Head of UK charity supporting threatened researchers adds to calls for more government support

The Council for At-Risk Academics has said that it is receiving more appeals for support than at any time since the Nazi oppression of academics during the Second World War.

Speaking to Research Professional News, Stephen Wordsworth, the executive director of the UK-based charity, has added to calls for the government to build on support provided to researchers fleeing Ukraine by creating a permanent scheme.

Cara was founded in 1933 in response to Nazi persecution and has supported 16 Nobel Prize winners, including quantum mechanics pioneer Max Born and chemist Max Perutz.

“In our 90th year, we are now receiving more requests for help than at any time since we were founded,” Wordsworth said.

The majority of appeals are from Ukraine, the Middle East, Sudan and Afghanistan, with 170 researchers from 17 countries currently supported by a Cara fellowship and hosted at UK universities.

“It is the generous support of these universities which enables us to continue our mission to rescue these threatened academics from grave danger around the world,” Wordsworth said.

Ukraine appeal

Around 180 Ukrainian academics have been supported by the government-funded Researchers at Risk programme, which is run by Cara and the British Academy. Launched in 2022 following the Russian invasion of Ukraine, Researchers at Risk was backed with nearly £13 million in public money.

Last week, Julian Lewis, chair of the joint Intelligence and Security Committee, called on the government to extend the scheme and open it up to academics in other countries.
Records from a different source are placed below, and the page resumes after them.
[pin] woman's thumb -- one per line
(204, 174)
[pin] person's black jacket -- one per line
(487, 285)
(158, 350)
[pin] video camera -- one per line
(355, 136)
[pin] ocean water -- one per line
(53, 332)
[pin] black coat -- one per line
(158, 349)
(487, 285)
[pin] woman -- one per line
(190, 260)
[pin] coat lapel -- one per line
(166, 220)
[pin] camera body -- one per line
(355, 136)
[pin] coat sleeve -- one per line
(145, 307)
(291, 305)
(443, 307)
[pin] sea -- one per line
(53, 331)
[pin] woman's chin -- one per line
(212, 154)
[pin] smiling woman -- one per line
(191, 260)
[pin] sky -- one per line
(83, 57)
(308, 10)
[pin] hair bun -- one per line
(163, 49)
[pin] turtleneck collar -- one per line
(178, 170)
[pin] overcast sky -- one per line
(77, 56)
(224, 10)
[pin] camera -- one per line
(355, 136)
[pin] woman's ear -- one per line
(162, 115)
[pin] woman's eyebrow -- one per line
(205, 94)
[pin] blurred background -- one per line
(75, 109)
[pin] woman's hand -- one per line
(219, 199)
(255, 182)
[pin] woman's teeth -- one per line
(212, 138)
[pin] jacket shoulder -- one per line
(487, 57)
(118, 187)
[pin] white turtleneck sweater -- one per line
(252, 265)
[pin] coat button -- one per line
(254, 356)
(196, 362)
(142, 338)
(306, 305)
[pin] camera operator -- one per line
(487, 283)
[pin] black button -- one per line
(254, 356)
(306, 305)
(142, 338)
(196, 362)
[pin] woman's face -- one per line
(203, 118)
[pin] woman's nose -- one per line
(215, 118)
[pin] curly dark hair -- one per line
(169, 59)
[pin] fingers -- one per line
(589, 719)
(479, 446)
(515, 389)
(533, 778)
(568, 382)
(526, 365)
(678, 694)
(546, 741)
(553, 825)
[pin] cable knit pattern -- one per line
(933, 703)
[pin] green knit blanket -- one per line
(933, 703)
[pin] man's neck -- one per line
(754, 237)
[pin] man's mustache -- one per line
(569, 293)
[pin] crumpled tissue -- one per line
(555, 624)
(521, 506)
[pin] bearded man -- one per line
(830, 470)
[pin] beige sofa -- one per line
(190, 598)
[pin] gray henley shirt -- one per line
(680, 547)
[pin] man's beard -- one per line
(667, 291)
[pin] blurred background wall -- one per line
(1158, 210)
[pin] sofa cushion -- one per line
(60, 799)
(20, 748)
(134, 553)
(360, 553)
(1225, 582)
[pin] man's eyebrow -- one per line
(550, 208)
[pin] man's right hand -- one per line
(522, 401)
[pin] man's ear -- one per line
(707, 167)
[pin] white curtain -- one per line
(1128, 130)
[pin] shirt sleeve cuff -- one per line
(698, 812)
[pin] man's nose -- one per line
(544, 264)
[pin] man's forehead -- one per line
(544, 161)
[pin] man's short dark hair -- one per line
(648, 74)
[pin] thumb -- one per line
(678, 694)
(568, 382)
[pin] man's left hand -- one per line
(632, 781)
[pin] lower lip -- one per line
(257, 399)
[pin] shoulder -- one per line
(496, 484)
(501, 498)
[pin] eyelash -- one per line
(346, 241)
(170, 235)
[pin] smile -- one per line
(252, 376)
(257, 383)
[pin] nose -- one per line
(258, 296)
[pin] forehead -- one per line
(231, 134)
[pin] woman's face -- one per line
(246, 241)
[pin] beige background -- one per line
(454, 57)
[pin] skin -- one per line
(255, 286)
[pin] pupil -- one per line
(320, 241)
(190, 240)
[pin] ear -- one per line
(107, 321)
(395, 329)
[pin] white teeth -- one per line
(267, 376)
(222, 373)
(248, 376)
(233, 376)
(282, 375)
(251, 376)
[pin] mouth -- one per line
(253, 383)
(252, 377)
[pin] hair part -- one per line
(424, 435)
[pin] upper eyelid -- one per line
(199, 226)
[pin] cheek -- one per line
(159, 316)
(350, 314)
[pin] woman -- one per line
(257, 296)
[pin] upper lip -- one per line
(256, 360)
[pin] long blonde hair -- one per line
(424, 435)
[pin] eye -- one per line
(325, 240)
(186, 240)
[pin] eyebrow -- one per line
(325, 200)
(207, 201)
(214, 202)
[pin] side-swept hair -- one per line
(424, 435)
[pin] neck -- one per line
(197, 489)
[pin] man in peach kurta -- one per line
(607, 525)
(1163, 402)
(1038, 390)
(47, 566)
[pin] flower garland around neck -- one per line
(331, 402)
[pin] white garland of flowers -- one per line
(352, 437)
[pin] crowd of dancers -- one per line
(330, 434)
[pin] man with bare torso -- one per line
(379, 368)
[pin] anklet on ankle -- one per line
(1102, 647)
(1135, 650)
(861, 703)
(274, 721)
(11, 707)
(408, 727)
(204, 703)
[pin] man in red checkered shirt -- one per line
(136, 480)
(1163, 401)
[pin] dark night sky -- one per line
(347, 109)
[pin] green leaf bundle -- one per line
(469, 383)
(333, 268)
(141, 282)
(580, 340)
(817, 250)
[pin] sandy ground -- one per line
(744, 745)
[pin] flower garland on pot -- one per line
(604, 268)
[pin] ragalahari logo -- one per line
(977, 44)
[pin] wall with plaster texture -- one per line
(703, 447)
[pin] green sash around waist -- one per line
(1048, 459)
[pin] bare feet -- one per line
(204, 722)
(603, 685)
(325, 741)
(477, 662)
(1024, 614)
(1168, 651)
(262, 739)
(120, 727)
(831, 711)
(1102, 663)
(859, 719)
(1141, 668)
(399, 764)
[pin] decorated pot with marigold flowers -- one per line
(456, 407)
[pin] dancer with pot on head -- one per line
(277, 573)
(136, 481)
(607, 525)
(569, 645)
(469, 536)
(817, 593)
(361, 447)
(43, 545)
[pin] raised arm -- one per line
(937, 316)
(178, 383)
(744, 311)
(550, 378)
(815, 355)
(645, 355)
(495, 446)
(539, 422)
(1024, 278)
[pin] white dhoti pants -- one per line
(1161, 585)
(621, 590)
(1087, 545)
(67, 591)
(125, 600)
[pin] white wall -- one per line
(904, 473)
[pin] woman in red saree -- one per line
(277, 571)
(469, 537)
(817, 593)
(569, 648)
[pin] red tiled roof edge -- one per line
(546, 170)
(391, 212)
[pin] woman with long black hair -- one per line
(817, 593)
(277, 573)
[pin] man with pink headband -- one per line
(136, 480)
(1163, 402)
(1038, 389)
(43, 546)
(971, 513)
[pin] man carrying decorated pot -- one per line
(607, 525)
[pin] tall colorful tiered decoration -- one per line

Wordsworth told Research Professional News that he fully endorsed the call from Lewis.

“A smaller, permanent, government-funded ‘background-level’ scheme that could be scaled up quickly in response to future crises around the world would be a valuable complement to Cara’s own work and would give the UK an important additional tool in responding quickly and effectively to such crises,” Wordsworth said.

He added that there are many countries “where academics face heightened risks from conflict or oppression, imprisonment and murder at the hands of despotic regimes and extremist groups who see free-thinking academics as a threat”.

Broader support

On top of the 180 government-funded fellowships for Ukrainians, Cara is funding 37 academics who have fled the conflict. The charity said that the vast majority are women, as male citizens between 18 and 60 are prohibited from leaving Ukraine.

Cara is also funding 10 Russian academics who have openly criticised the war and Vladimir Putin’s regime.

The charity’s fellowships provide support to researchers and their dependants, covering their salaries, research expenses and living costs.

Of the more than 40 Afghan academics Cara has brought to the UK, 12 are women. Women have been banned from attending universities in the country since December 2022.